General Astronomy

So does it slow down, can it slow down? Messes my head up.

Doesn't slow down but the space it travels into is being stretched. The further it travels the further it is stretched into the red part of the light spectrum.

That's why this James Webb telescope sees in near infrared so as to detect the light that we can no longer see in the visible spectrum. So we hopefully can see details from the first kinds of galaxies 13.4 billion years ago.
 
So far Webb has shown the composition of a galaxy from 13.1 billion light years away. The furthest distance that spectroscopy has ever been used.

It shows one of the first galaxies is made mainly of hydrogen and oxygen, as scientists predicted.

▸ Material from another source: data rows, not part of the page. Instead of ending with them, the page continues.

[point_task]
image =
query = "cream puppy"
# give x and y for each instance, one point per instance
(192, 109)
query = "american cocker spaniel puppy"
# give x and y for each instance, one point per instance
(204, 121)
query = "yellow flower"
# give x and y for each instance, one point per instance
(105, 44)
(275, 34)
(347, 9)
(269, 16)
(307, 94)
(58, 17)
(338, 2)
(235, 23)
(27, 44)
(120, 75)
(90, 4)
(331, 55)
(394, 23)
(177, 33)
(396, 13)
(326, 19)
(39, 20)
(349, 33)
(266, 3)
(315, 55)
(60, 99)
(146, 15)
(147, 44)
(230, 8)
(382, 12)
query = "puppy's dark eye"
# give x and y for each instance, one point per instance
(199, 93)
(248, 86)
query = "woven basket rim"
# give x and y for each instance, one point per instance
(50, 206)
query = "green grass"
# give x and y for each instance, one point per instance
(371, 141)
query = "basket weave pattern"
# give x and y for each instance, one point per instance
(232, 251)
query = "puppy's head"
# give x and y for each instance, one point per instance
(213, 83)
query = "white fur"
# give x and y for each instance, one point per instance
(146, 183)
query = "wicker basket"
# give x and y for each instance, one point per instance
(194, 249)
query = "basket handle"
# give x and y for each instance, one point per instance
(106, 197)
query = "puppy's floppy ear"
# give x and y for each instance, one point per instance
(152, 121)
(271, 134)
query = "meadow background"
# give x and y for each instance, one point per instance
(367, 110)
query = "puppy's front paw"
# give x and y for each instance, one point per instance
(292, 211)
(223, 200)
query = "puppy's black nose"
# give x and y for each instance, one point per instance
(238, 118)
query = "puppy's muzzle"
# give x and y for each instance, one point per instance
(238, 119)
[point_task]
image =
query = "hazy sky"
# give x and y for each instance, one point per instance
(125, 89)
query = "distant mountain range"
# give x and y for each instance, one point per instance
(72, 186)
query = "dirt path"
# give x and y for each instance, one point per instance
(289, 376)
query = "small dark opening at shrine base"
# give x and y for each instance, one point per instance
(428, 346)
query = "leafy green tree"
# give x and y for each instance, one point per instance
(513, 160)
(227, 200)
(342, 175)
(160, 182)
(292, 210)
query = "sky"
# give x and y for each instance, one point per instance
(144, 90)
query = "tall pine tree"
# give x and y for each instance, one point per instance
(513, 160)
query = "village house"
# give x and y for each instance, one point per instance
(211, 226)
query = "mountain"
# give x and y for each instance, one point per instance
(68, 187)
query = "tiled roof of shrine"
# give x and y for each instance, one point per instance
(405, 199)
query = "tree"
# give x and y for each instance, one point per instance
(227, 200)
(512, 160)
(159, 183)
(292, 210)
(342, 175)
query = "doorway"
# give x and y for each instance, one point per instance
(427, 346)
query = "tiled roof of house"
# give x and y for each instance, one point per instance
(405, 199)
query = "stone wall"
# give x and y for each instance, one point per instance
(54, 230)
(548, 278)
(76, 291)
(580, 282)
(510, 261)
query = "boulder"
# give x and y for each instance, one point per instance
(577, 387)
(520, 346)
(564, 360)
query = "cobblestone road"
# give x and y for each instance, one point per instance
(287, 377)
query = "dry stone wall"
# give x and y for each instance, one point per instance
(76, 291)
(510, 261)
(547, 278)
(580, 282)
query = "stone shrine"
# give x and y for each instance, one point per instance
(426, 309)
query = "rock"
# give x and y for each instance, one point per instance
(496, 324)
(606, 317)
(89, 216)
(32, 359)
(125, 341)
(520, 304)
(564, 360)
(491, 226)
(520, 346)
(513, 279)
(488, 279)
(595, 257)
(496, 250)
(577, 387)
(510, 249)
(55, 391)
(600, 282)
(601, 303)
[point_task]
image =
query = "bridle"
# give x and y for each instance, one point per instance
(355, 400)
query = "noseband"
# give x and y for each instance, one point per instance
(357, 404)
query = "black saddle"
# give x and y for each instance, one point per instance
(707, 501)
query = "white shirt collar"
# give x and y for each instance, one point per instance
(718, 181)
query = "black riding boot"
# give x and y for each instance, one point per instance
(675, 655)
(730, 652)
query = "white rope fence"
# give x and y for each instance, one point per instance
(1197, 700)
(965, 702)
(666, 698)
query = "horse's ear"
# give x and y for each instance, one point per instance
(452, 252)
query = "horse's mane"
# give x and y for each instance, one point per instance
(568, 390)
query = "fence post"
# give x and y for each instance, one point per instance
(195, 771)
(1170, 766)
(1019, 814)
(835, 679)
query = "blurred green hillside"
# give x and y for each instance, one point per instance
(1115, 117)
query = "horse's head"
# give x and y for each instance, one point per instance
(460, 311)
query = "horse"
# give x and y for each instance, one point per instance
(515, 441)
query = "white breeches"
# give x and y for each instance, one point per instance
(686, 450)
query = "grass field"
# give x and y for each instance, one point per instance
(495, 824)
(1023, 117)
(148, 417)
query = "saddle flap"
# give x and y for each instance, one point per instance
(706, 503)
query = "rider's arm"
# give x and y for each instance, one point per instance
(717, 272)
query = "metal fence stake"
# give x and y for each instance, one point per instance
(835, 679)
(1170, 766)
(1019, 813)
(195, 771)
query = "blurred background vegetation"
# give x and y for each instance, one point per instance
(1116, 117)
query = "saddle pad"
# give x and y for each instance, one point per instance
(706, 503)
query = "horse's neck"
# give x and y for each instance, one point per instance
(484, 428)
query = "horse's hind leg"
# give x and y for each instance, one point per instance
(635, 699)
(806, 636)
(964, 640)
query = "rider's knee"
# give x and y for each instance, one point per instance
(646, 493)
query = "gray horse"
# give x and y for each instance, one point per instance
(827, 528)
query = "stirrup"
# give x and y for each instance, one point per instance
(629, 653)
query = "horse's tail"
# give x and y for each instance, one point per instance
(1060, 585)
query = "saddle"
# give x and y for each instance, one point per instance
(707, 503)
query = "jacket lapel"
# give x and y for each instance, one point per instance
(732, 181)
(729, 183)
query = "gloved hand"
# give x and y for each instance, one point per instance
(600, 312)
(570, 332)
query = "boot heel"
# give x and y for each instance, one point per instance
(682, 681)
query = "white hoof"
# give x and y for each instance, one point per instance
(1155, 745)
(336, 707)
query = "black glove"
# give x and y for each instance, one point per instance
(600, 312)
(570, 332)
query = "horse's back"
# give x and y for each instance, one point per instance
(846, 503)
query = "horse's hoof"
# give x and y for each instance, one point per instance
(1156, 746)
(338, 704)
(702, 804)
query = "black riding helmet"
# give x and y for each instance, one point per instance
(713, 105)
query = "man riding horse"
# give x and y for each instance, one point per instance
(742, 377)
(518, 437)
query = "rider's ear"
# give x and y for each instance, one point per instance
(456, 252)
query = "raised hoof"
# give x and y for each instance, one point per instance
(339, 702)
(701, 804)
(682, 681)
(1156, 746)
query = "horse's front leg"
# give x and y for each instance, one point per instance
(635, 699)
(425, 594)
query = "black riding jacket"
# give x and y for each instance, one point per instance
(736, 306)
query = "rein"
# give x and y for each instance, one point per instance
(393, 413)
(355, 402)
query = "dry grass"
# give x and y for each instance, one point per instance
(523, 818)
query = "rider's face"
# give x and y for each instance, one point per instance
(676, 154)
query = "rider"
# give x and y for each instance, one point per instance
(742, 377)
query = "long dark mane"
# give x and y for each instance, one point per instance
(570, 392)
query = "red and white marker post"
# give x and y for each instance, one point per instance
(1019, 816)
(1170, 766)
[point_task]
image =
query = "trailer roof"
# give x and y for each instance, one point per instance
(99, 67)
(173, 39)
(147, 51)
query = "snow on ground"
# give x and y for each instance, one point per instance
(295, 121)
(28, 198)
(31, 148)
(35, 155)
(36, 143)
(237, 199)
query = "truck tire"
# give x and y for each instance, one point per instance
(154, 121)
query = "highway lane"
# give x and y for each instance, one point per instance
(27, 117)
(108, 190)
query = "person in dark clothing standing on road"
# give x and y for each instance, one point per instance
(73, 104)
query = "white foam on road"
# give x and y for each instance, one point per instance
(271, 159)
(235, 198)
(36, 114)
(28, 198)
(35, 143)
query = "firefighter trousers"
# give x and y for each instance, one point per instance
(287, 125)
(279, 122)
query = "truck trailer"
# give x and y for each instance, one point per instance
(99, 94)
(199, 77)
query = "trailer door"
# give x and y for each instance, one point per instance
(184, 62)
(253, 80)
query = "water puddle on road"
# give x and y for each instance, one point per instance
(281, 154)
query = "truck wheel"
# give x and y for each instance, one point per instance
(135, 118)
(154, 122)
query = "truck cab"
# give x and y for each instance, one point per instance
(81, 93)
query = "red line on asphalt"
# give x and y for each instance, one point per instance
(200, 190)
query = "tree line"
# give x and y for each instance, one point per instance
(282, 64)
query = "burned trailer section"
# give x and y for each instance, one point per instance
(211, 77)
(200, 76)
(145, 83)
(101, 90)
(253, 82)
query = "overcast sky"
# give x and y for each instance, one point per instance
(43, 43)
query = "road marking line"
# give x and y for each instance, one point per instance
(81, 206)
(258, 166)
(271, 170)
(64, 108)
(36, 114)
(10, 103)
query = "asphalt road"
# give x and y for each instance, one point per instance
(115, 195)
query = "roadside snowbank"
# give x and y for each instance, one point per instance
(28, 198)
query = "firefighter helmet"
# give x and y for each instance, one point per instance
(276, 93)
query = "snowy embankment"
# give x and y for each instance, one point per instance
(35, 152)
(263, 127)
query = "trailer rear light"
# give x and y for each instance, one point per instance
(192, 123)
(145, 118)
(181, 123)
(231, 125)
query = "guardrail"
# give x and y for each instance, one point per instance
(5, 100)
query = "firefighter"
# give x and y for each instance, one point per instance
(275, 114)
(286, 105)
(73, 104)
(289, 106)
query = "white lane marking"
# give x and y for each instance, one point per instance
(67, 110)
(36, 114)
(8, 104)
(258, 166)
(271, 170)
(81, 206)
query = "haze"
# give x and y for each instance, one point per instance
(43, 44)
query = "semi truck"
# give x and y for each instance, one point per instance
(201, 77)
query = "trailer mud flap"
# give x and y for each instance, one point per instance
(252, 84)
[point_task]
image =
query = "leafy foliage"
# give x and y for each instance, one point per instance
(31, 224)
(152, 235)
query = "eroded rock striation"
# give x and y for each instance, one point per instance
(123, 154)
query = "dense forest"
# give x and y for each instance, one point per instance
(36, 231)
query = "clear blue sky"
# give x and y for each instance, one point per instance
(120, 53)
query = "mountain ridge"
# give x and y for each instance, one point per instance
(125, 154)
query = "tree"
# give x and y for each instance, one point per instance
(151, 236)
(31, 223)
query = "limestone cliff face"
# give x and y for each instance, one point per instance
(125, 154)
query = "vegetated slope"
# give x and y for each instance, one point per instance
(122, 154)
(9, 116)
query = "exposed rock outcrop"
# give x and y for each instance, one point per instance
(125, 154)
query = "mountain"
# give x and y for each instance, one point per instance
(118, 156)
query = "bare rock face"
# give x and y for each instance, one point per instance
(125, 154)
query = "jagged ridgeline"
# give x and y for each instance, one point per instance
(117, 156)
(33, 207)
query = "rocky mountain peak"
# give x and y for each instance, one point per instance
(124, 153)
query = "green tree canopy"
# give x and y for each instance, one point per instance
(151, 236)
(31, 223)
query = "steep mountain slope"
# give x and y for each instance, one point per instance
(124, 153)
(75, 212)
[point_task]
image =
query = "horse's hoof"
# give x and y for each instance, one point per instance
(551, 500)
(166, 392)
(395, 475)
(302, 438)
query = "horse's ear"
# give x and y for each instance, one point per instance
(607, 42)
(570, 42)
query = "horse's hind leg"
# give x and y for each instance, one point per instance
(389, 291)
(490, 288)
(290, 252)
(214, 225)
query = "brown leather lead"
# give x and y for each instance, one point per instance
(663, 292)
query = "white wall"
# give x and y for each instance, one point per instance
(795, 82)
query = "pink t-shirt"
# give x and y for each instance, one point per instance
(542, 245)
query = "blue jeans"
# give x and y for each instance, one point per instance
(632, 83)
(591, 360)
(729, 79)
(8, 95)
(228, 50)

Also has show that an exoplanet has evidence of water vapour/clouds.
 
main_image_stellar_death_s_ring_miri_nircam_sidebyside-5mb.jpg
 
No it's NASA made/owned but also contributions from other space agencies including the european one, ESA.

Current thinking of various astrophysicists is that life, as in Civilisations, will be extremely rare. Less than one per galaxy per many millions/billions of years. There probably hasn't been as advanced civilisation as us within the last billion years in our local galaxy group.

They think this as we detect no radiowave signals.
Even our first radio waves are not yet 100 light years out from earth.